Der Sprungturm ist schon abgebaut, der Rest wird bald folgen, und das unter den Augen wehmütiger Fans aus aller Welt, die dabei mittels der auf den Holmenkollen gerichtete Livecams zuschauen wollen. Und deren Ansturm den Stream oft genug zumPlatzen bringt.

Der Schanzenstandort am Stadtrand von Oslo ist allerdings nicht der älteste der Welt. Im mittelnorwegischen Trysil wurde bereits im Jahr 1862 ein – wenn auch weitgehend unbeachtetes – Springen veranstaltet.

Das erste Skispringen am Holmenkollen fand am 31. Januar 1892 vor 12.000 Zuschauern statt. Auf einer Schanze, die nichts mit den späteren Anlagen gemein hatte, sondern aus Ästen und Wurzeln aufgetürmt und mit Schnee bedeckt wurde. Der Norweger Arne Ustvedt siegte mit einer Weite von 21,5 Metern, ein Rekord, der bereits ein Jahr später von seinem Landsmann Ingemann Sverre um 50 Zentimeter überboten wurde.

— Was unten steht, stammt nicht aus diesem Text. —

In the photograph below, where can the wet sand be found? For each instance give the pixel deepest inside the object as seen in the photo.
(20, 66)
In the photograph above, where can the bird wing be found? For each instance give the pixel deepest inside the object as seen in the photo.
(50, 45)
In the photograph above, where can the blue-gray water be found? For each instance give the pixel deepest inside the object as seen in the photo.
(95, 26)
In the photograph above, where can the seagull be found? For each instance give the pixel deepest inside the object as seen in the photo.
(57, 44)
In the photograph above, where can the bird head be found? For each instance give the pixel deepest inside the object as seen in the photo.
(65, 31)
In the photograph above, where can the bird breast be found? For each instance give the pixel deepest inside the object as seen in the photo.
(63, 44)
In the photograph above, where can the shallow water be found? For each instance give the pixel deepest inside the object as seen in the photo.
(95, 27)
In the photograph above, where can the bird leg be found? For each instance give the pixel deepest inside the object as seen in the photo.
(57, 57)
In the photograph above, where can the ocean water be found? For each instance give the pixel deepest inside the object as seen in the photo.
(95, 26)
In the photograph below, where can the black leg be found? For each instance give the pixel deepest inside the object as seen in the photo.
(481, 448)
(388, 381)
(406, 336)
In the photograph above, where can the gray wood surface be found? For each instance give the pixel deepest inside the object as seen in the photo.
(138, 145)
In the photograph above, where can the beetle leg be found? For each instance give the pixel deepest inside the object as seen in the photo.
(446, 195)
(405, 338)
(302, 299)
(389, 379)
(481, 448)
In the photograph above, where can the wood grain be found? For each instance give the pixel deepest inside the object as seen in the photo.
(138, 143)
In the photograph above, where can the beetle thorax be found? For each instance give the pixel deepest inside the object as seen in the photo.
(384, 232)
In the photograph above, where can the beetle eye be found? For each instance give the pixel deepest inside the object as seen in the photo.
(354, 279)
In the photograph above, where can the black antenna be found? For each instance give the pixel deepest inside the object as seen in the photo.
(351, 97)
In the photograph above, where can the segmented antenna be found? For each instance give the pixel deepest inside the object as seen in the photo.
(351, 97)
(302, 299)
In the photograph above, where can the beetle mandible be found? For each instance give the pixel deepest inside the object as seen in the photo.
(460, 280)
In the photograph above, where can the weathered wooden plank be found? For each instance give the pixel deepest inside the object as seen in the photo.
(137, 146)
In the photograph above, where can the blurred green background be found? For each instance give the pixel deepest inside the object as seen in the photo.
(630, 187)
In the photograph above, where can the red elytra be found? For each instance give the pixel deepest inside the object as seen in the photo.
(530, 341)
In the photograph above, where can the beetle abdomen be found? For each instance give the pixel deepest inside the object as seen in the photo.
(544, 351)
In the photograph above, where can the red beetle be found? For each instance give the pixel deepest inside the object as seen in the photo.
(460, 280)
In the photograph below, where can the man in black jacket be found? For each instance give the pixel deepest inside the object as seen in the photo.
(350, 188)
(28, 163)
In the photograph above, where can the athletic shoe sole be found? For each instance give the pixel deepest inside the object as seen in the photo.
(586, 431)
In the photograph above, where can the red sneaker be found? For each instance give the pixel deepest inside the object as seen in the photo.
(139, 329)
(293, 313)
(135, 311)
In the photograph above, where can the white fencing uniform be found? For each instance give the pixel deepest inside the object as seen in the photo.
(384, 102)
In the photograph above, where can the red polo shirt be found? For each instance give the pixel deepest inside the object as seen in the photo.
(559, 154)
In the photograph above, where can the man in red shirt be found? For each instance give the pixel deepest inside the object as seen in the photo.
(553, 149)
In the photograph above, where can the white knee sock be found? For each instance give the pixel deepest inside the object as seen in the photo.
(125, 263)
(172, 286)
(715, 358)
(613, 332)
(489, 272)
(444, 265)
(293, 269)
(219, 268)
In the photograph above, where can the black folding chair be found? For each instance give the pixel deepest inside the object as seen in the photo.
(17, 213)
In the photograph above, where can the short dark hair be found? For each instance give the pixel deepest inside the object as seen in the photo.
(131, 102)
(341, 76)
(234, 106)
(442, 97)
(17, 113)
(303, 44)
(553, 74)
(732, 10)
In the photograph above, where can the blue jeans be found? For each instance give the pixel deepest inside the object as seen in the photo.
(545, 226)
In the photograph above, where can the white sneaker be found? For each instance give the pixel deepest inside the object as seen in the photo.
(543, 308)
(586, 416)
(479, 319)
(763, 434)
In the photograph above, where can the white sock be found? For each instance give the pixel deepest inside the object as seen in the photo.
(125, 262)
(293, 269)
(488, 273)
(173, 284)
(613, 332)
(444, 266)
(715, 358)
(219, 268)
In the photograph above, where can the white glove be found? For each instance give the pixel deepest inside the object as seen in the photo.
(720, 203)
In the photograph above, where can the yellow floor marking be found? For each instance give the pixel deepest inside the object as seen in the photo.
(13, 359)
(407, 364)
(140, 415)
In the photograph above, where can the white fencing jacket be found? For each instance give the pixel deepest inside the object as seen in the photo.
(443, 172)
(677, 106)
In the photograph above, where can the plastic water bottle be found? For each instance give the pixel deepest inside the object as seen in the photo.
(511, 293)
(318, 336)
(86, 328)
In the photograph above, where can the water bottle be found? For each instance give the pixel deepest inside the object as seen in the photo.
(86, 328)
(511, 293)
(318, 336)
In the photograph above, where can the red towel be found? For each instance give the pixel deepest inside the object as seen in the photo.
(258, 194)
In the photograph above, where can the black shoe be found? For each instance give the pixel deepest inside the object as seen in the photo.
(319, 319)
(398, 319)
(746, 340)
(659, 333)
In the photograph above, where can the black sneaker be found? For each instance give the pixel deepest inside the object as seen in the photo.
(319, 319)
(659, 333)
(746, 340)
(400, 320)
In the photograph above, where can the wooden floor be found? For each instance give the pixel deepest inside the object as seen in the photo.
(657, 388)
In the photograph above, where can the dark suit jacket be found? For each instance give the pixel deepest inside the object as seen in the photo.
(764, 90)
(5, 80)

Das Sportareal wurde fortan ausgebaut, parallel zum Stadtteil Holmenkollen, der sich dank seiner naturnahe Lage oberhalb der Hauptstadt und des weiten Blicks auf den Oslofjord zum bevorzugten Wohnort reicher Städter entwickelte.

1913 errichtete man den ersten, fast zehn Meter hohen Schanzenturm, der seinem Spitznamen “Turm von Babel” im Jahr 1927 zweifelhafte Ehre machen sollte: Keine 24 Stunden, nachdem dort ein Skispringen ausgetragen worden war, stürzte das Holzgebäude ein.
Der Sprungturm wurde umgehend wieder aufgebaut, allerdings an anderer Stelle, denn die Skispringer erzielten immer größere Weiten, weswegen es erforderlich wurde, den Sprungturm weiter den Hang hinauf zu verlegen und gleichzeitig das Landeareal tiefer auszugraben.
1940 entstand die erste Schanze aus Beton, die allerdings kaum für sportliche Zwecke genutzt werden sollte, denn die deutschen Besatzer richteten dort einen Beobachtungsposten für militärische Zwecke ein.
Ihre Versuche, den Springer-Star und Träger der Holmenkollen-Medaille des besten norwegischen Skisportlers Birger Ruud für Propagandazwecke einzusetzen, scheiterten allerdings. Der Sportler verweigerte die Teilnahme an offiziellen Wettbewerben. 1943 wurde der dreimalige Weltmeister und zweifache Olympiasieger zusammen mit seinem Bruder als Widerstandskämpfer verhaftet und ins Gefangenenlager Grini nahe Oslo gebracht. Nach Kriegsende startete Birger Ruud 1948 im Alter von 36 Jahren noch einmal bei den Olympischen Spielen in St. Moritz und gewann Silber, bei den Spielen von Oslo vier Jahre später war er dann allerdings endgültig zu alt für seinen Sport.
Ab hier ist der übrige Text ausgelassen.